Is her review really written in the year 2008? Where has Saenger been all her life? She must have confused the theatre with Sunday church services. I recommend you replace her quickly before she does any more damage to your reputation.
I’m in my eighties and I did not “sit rigidly with blank face.” I was thoroughly entertained by this outstanding, daring and creative production. Perhaps, because of my age. I should have been shocked and mortified by the language, the “blasphemy and talk of venereal disease.” Really?
I applaud La Jolla Playhouse for its daring and creative production and I hope they continue to explore and encourage original theatre of all kinds. I’ll be there cheering them on.
A Proposed Solution to the La Jolla Parking DilemmaOn the Promote La Jolla Web site the stated objectives concerning parking in La Jolla are:
“We need to:
- Make it easier for residents to park and shop in the Village
- Prevent employees from parking in front of homes
- Stop the city from putting diagonal parking on residential streets
- Prevent the installation of conventional parking meters by the city
We also need to:
- Encourage office workers to use their spaces in parking garages
- Provide enough parking for visitors, so they don’t overcrowd our streets
- Determine if we can solve our problems without paid on-street parking
I agree with all of them.

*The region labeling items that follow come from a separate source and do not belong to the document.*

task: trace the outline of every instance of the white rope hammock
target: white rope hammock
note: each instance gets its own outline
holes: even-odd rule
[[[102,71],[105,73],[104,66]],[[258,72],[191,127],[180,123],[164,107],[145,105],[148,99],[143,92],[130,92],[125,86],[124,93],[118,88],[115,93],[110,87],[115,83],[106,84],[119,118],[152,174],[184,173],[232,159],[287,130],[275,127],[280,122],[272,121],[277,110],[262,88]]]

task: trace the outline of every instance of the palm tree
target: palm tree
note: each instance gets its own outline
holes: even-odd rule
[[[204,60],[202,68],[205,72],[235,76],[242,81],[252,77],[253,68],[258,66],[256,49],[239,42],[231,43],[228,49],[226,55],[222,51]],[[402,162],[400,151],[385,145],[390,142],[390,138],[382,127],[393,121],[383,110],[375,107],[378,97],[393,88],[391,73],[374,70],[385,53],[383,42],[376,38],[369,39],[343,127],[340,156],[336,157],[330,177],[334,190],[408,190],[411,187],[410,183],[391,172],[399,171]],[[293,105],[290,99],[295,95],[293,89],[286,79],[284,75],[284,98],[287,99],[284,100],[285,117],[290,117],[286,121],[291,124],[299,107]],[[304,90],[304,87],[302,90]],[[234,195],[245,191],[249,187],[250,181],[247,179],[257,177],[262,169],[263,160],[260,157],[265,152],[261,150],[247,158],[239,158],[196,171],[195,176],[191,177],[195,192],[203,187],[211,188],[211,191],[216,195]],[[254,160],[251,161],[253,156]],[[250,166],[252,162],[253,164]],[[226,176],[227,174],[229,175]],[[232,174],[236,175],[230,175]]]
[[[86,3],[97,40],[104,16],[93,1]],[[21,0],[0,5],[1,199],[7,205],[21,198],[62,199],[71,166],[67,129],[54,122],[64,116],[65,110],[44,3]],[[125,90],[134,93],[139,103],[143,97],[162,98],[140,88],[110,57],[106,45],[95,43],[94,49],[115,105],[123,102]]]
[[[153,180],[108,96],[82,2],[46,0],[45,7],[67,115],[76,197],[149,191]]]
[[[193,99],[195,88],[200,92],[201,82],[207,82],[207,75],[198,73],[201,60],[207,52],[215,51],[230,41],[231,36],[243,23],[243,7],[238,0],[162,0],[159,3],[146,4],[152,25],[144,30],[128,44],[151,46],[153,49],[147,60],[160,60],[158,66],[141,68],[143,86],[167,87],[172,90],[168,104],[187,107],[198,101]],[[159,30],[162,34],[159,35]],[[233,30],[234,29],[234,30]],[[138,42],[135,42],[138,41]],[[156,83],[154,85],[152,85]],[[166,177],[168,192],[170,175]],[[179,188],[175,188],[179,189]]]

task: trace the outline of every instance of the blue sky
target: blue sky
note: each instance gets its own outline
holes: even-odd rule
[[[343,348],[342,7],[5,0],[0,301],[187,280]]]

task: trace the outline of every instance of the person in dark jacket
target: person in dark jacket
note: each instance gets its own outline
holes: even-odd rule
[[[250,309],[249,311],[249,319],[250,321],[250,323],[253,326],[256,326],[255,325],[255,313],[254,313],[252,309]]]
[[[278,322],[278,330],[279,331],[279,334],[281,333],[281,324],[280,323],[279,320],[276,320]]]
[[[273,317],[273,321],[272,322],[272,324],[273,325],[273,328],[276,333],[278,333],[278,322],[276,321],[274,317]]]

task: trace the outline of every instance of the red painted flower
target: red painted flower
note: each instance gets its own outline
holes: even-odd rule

Unfortunately the Parking Board has not done due diligence with regard to the last item.
Better enforcement of our existing parking regulations can provide a solution that meets the stated objectives of the Parking Board and will satisfy those who oppose paid on-street parking.
The solution is high-tech; has a modest cost; and is effective. All the necessary hardware to implement this solution exist.
Install an automatic license plate scanner (ALPS), a GPS receiver, and a computer in the current parking enforcement vehicles. As the enforcement vehicle drives up and down the Village streets, the system records the date and time, the location within 30 feet, and the vehicle license plate. The system compares the license plate number with its database to determine if that vehicle has been parked in the same location for more than the allowed time. If so, a tone sounds, a ticket is produced automatically, and the enforcement officer puts it on the windshield of the offending vehicle.
This is not pie-in-the-sky. All these products exist.
The increased fines collected through better enforcement will allow the system to pay for itself. The enforcement vehicle can make more frequent passes through the village creating an environment that discourages parking longer than the limit.
I understand why this technology hasn’t been considered by the Parking Board. It’s not a traditional approach. But I believe it should be the first thing tried to ease parking in the Village.